Line 14: The term “highly protective” seems superfluous. Perhaps better to say the vaccine is protective against a wide range of serotype O FMDV strains in East Asia.
≫ We revised the manuscript according to the reviewer’s comments (line 14)
Line 35: It is not clear why it is written “many countries of the WOAH” – surely it is the case that many countries world-wide have adopted FMD vaccination policies and their membership to WOAH is not relevant. Also, I don’t feel reference 5 needs to be cited here.
≫ We revised the manuscript according to the reviewer’s comments (line 36)
Line 40: better to say “is highly efficacious against several…”
≫ We revised the manuscript according to the reviewer’s comments (line 41)
Line 43: comma not needed after O PA-2
≫ We revised the manuscript according to the reviewer’s comments (line 44)
Line 44: please use O PA-2, and throughout for consistency (e.g. space needed on line 68, O missing line 141)
≫ We revised the manuscript according to the reviewer’s comments (line 45, 68, 145)
Line 65: ‘or’ not ‘and’
≫ We revised the manuscript according to the reviewer’s comments (line 67)
Line 141: Section 2.3 describes VT, do you mean section 2.2?
≫ We revised the manuscript according to the reviewer’s comments (line 145)
Line 156: perhaps better to say ‘to prevent further virus challenge to the pigs not showing clinical signs’ or something like that.
≫ We revised the manuscript according to the reviewer’s comments (line 162)
Line 159: ‘was defined as’ is perhaps better than ‘means that’
≫ We revised the manuscript according to the reviewer’s comments (line 166)
Line 161: This sentence seems redundant as you have just described the scoring process. You could perhaps just add the max score and the reference in that part.
≫ We revised the manuscript according to the reviewer’s comments (line 169)
Line 251: It is not ideal to say “and has a wide range of vaccine matching”. Do you want to say it has been shown to protect against challenge with many heterologous A strains, or that in in vitro vaccine matching studies?? Please clarify this.
≫ We revised the manuscript according to the reviewer’s comments (line 263)
Line 252: Is ‘recombinantly engineered’ an actual term? I would change to simply ‘recombinant A22 IRQ was produced for use as a vaccine strain’.
≫ We revised the manuscript according to the reviewer’s comments (line 264)
Line 257: I feel it is an overstatement to say FMDV Ag is produced by the ton. Please rephrase.
≫ We revised the manuscript according to the reviewer’s comments (line 269)
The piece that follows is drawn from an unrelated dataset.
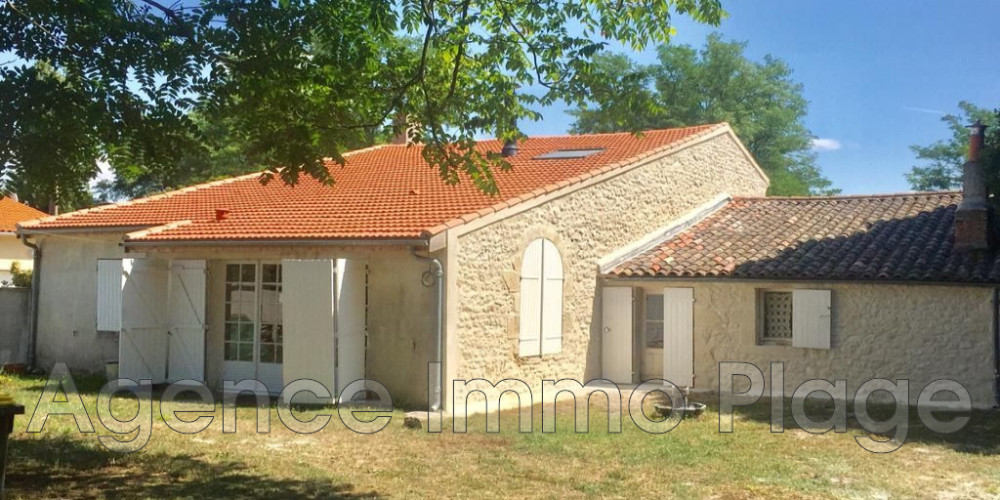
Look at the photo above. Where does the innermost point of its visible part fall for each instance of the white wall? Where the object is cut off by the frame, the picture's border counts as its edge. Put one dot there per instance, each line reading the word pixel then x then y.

Generally, FMD vaccine factories manufacture FMD vaccine antigen on a large scale using multiple bioreactors
Line 288: This paragraph seems a repeat of the methods and results and does not really add anything to the discussion.
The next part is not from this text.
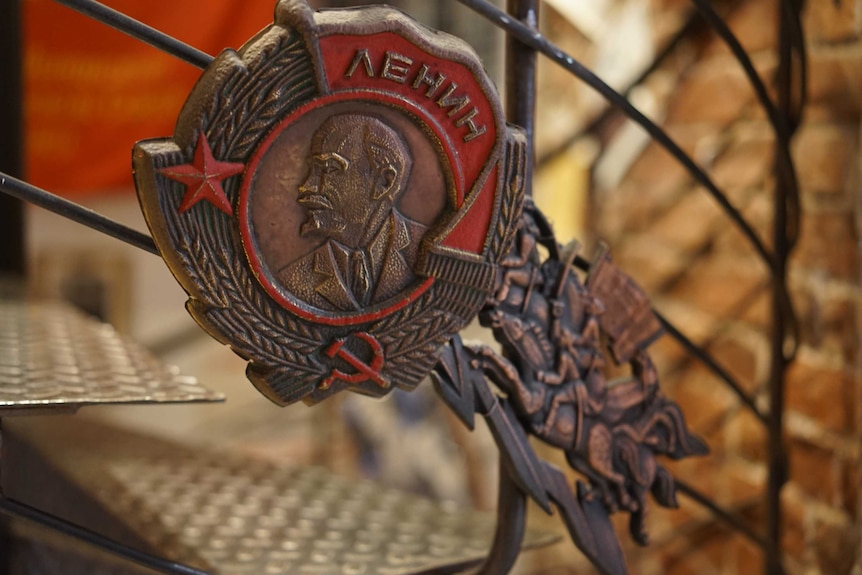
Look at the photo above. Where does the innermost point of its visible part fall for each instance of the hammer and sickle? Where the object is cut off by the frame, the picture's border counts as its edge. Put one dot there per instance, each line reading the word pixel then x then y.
pixel 364 371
≫ We deleted the sentence according to the reviewer’s comments (line 302)
Round 2
Reviewer 2 Report
I still think the VNTs should have been performed in at least duplicate but the modifications have improved the paper overall.
The English isnt perfect but no glaring problems (and its not my job to re-write the paper :-)).
Author Response
Reviewer's comments:
I still think the VNTs should have been performed in at least duplicate but the modifications have improved the paper overall.
Response to reviewer
>> All sera samples for VNT were tested in duplicate.